The first thing we notice at the Circus Circus is that it smells like chocolate inside. The casino has circus acts above the casino. Also, just like Bally's, this place has slot machines and this game where people throw dice. You say that you've seen that game before and that it's called "craps." This sounds so funny to Phil that he laughs until something flies out of his nose.
At breakfast, we meet up with Matt's friends from work, Ed and Steve, and they join us. Even though it is a limitless buffet, Matt gets Steve, a Canadian, to buy his sausage for 15 cents. This proves to be a smart move, because when Dan bites into his, a stream of grease shoots all the way across the table. Dan also braves the chipped beef which Matt describes as looking like "vomit." Apparently it tastes okay.
The mammoth Riviera Hotel is home to the exciting show extravaganza "Crazy Girls." "Crazy Girls?" some people may ask, "just what exactly makes these girls so insane?" Well...do you know many girls that are so nutty they'll take off their tops in front of complete strangers? That's sheer zaniness!
Wedged into the strip next to the home of "Crazy Girls" is the quaint, attractive home of the Carving Cart restaurant. That's right, the fabulous El Morocco Motel. The El Morocco is known as the home of Las Vegas's "Dwell in the sky" palace; THE sky tower. And the motel itself is the epitome of luxury. It's sky tower rockets into the atmosphere a full NINE stories and we are lucky enough to get one room on the next to top floor. From our eighth floor vantage point we can oversee scrub brush, trash, a chain link fence AND an empty parking lot!! Phil says he is afraid of heights and we are forced to get a room on the first floor as well.

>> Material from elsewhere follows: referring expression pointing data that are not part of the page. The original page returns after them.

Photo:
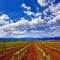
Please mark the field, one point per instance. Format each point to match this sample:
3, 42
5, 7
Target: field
30, 50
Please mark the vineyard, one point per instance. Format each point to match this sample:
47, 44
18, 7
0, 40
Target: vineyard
30, 50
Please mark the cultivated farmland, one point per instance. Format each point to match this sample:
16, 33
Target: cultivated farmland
30, 50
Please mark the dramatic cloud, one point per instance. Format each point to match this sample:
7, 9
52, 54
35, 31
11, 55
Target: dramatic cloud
32, 13
26, 7
3, 19
45, 2
54, 11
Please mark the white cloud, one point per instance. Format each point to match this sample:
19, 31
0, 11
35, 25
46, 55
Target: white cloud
3, 19
55, 13
37, 31
26, 7
28, 12
45, 2
55, 28
37, 14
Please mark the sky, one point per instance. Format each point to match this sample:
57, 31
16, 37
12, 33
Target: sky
29, 18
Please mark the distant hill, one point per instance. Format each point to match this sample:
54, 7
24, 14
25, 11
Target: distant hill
53, 38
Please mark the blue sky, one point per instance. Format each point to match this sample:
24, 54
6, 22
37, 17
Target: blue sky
29, 18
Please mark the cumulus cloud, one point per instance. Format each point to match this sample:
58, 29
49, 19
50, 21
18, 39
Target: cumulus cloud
26, 7
54, 11
3, 19
45, 2
55, 28
29, 13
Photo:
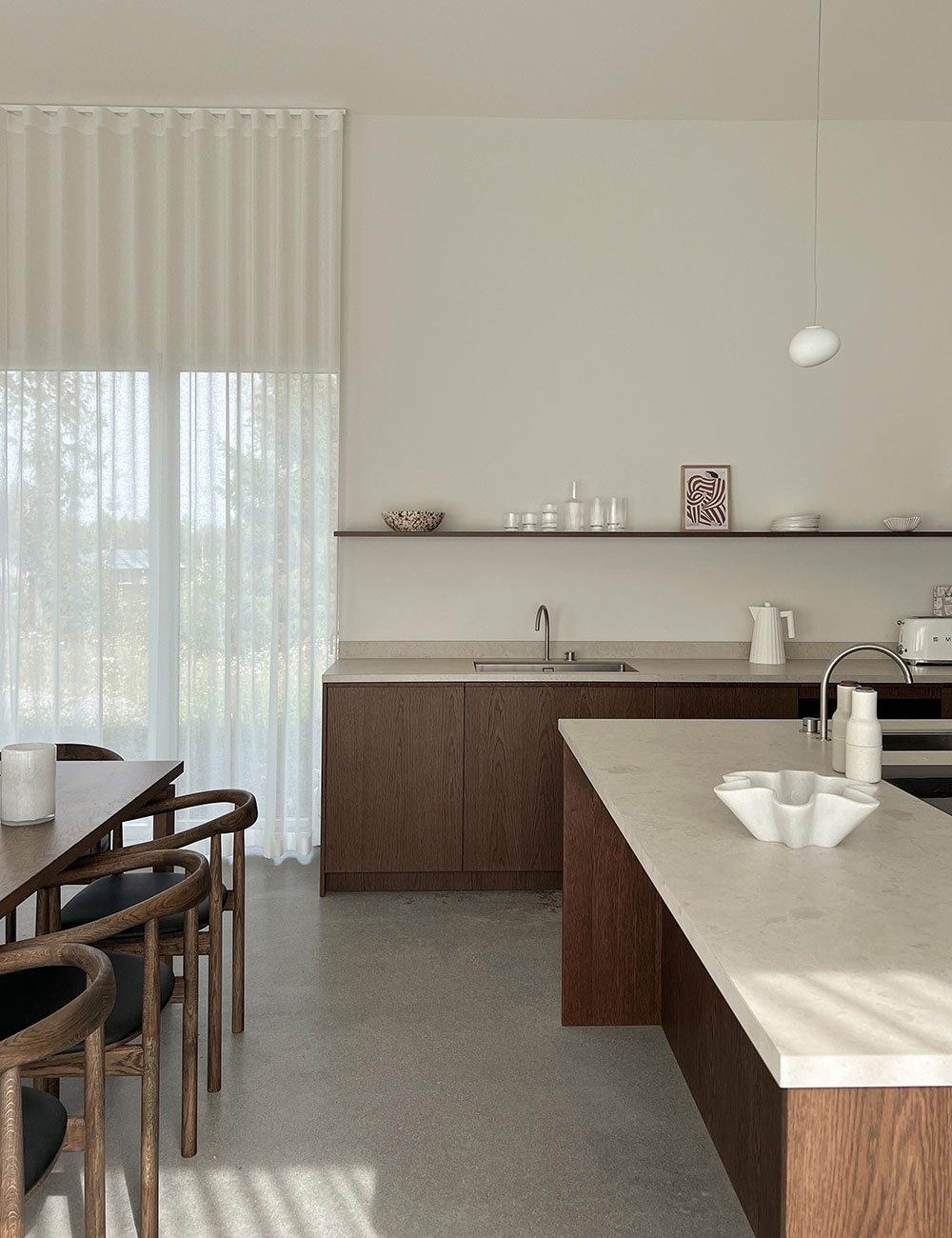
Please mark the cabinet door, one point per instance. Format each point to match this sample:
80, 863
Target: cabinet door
513, 818
726, 701
394, 778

The bed spreads would make a mother proud. They seem to be of an indestructible vinyl material much like a picnic tablecloth. The carpeting is a beautiful chameleon-like dark brown. What color was it originally? Hard to say!
It is said that a good motel can be distinguished by the quality of the maintenance. Judging by that standard, the El Morocco Motel is in a class by itself. Duct tape seems to be the material preferred by fine craftsmen as it is used to patch holes in the carpeting in the hallways, in the rooms, in the furniture, and in the big leather sofa in the lobby (it better not be vinyl at $44 a night).
(Two notes to our readers that would like to stay at the El Morocco: ASK FOR A ROOM WITH WORKING LIGHTS, AIR CONDITIONING, PLUMBING, ETC. AND DON'T HAVE YOUR HAIR DONE BY ITS "IN-HOUSE" HAIR STYLIST.)
Phil describes the situation best by saying "We're experiencing the seamier side of Las Vegas, beneath all the glitz and glitter, the hype and the hoopla, the lights and luster, the wonder and-" Mike kicks him in the shin and says "Shut up!"
Our first stop after relieving ourselves in the bathroom facilities of the luxurious El Morocco is the adjacent Silver City Casino. Either this place is owned by Circus Circus Enterprises or just enjoys advertising for them. We don't spend any money here, at least no BIG money (i.e. more than $2.00 collectively), but they see us as the high rollers (read Hiiiigh-rollaaawwrrrs) we are and try to lure us into staying with tempting free gifts. A free deck of cards for each of us starts this veritable parade of gifts. High quality cards? Let's just say that Silver City has chosen not to encumber them with plastic coating or an ink that doesn't smear. Even before we're done receiving our cards, Silver City refrigerator magnets are thrust into our accepting hands.
The next float in this Rose Parade of freebies is a free cocktail. We figure, Hey, this is Las Vegas! It's time we got a little crazy and mosey on up to their quaint little bar. We start the wild weekend officially with icy cold Coca-Colas all the way around. Things are starting to get crazy now!! Mike dares to be different and orders a ginger ale. Out of control!!